Debió esperar para ver editado su primer libro. Pero no le cupo nunca, como demostró hasta el fin, quedarse de brazos cruzados. Y el reconocimiento, la consagración y la gloria con que la vida iba a sorprenderlo, sin que se hubiera preocupado de ello en absoluto, no lograron jamás hacerlo renegar de sus orígenes, de su entrañable solidaridad con los humildes, o del respeto hacia su lengua.

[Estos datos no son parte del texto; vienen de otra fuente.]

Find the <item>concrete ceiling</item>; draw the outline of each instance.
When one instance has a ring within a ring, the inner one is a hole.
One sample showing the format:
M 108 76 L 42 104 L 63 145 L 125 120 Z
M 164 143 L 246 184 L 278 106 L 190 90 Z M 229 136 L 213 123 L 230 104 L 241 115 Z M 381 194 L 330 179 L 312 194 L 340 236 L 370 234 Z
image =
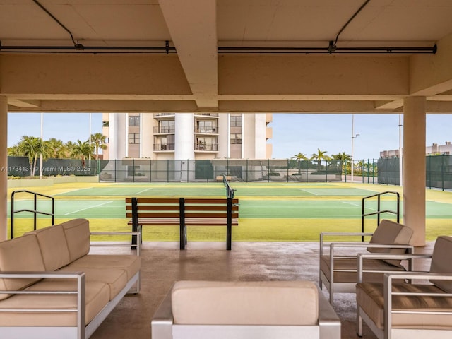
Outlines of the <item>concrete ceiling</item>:
M 0 95 L 10 112 L 392 113 L 410 95 L 452 112 L 452 1 L 370 0 L 341 31 L 364 2 L 0 0 Z

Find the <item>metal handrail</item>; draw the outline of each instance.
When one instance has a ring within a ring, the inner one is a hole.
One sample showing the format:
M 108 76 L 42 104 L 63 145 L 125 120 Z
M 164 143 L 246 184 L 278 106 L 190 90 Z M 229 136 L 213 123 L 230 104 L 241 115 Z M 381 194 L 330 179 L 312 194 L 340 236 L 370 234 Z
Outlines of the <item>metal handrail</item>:
M 380 210 L 380 197 L 386 194 L 396 194 L 397 196 L 397 210 Z M 376 212 L 372 212 L 371 213 L 365 213 L 364 214 L 364 202 L 366 199 L 369 199 L 369 198 L 377 197 L 377 208 Z M 386 191 L 381 193 L 377 193 L 376 194 L 372 194 L 371 196 L 365 196 L 362 198 L 362 214 L 361 214 L 361 232 L 364 233 L 364 217 L 367 217 L 369 215 L 376 215 L 376 225 L 378 226 L 380 224 L 380 214 L 381 213 L 393 213 L 397 215 L 397 222 L 399 222 L 400 220 L 400 196 L 398 192 L 396 192 L 394 191 Z M 364 242 L 364 237 L 362 237 L 362 241 Z
M 18 193 L 29 193 L 33 195 L 33 210 L 29 210 L 27 208 L 23 208 L 21 210 L 14 210 L 14 196 Z M 42 196 L 44 198 L 48 198 L 52 200 L 52 213 L 42 212 L 40 210 L 37 210 L 37 196 Z M 42 214 L 44 215 L 51 215 L 52 216 L 52 225 L 55 223 L 55 199 L 50 196 L 46 196 L 45 194 L 42 194 L 40 193 L 32 192 L 31 191 L 28 191 L 26 189 L 23 189 L 20 191 L 14 191 L 11 193 L 11 239 L 14 237 L 14 214 L 18 213 L 20 212 L 31 212 L 33 213 L 33 230 L 36 230 L 36 223 L 37 223 L 37 215 L 38 214 Z

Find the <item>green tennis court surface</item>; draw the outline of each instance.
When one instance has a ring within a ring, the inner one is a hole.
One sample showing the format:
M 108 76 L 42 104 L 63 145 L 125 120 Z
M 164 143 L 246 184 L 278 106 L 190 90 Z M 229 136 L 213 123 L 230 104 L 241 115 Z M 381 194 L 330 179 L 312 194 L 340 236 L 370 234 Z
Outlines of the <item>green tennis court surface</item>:
M 362 199 L 384 191 L 398 191 L 396 186 L 383 185 L 331 183 L 243 183 L 231 182 L 235 197 L 239 200 L 239 226 L 234 227 L 234 240 L 318 240 L 319 232 L 359 232 L 361 229 Z M 76 218 L 90 220 L 100 230 L 112 227 L 128 229 L 126 218 L 126 197 L 131 196 L 225 196 L 222 182 L 211 183 L 131 183 L 131 184 L 63 184 L 52 187 L 30 189 L 30 191 L 53 196 L 55 199 L 56 222 Z M 427 234 L 434 239 L 438 234 L 452 233 L 452 193 L 427 191 Z M 401 194 L 400 194 L 401 195 Z M 396 210 L 395 195 L 382 196 L 381 210 Z M 32 209 L 30 197 L 16 196 L 15 210 Z M 49 200 L 38 199 L 37 210 L 52 210 Z M 376 198 L 367 201 L 364 213 L 377 210 Z M 8 206 L 8 210 L 11 208 Z M 403 201 L 400 212 L 403 210 Z M 8 215 L 9 216 L 9 215 Z M 395 219 L 385 213 L 381 218 Z M 40 225 L 49 225 L 48 216 L 39 216 Z M 21 222 L 30 225 L 32 215 L 15 215 L 15 229 Z M 367 225 L 376 224 L 376 217 L 367 219 Z M 25 221 L 27 221 L 25 222 Z M 47 224 L 46 224 L 47 222 Z M 40 225 L 38 223 L 38 225 Z M 27 226 L 29 227 L 30 226 Z M 40 226 L 38 226 L 38 227 Z M 44 227 L 44 226 L 42 226 Z M 148 227 L 149 228 L 149 227 Z M 222 239 L 222 227 L 203 227 L 203 235 Z M 25 230 L 30 230 L 29 229 Z M 177 230 L 152 227 L 146 230 L 145 240 L 174 240 Z M 16 232 L 15 232 L 15 234 Z M 17 236 L 17 235 L 16 235 Z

Mi último contacto fue por interpósita persona. Cuando Hermenegildo Sábat me presentó sus bellos dibujos para el libro Anónimo transparente, que honraría a otro gran portugués universal: Fernando Pessoa, y con el cual me honraba a su vez sugiriéndome un prólogo, no pude dejar de señalarle que ese libro encontraría feliz cabida en Portugal. Para mi sorpresa no resultó fácil editarlo allí hasta que Saramago, con su fraterno ojo avizor, no dio el empuje que lo concretaría. (Después de todo, el único texto suyo que me ofrecieron comentar en vida fue su excelente libro dedicado a Pessoa, El año de la muerte de Ricardo Reis.)
Así como el gran Mallarmé despidió magníficamente a Poe (“Tel qu’en Lui-même en fin l’Eternité le change”), salvando por supuesto las siderales distancias en mi caso, podríamos intentar consolarnos sintiendo que, al llevarse a José Saramago, la muerte no ha hecho sino volverlo él mismo para siempre.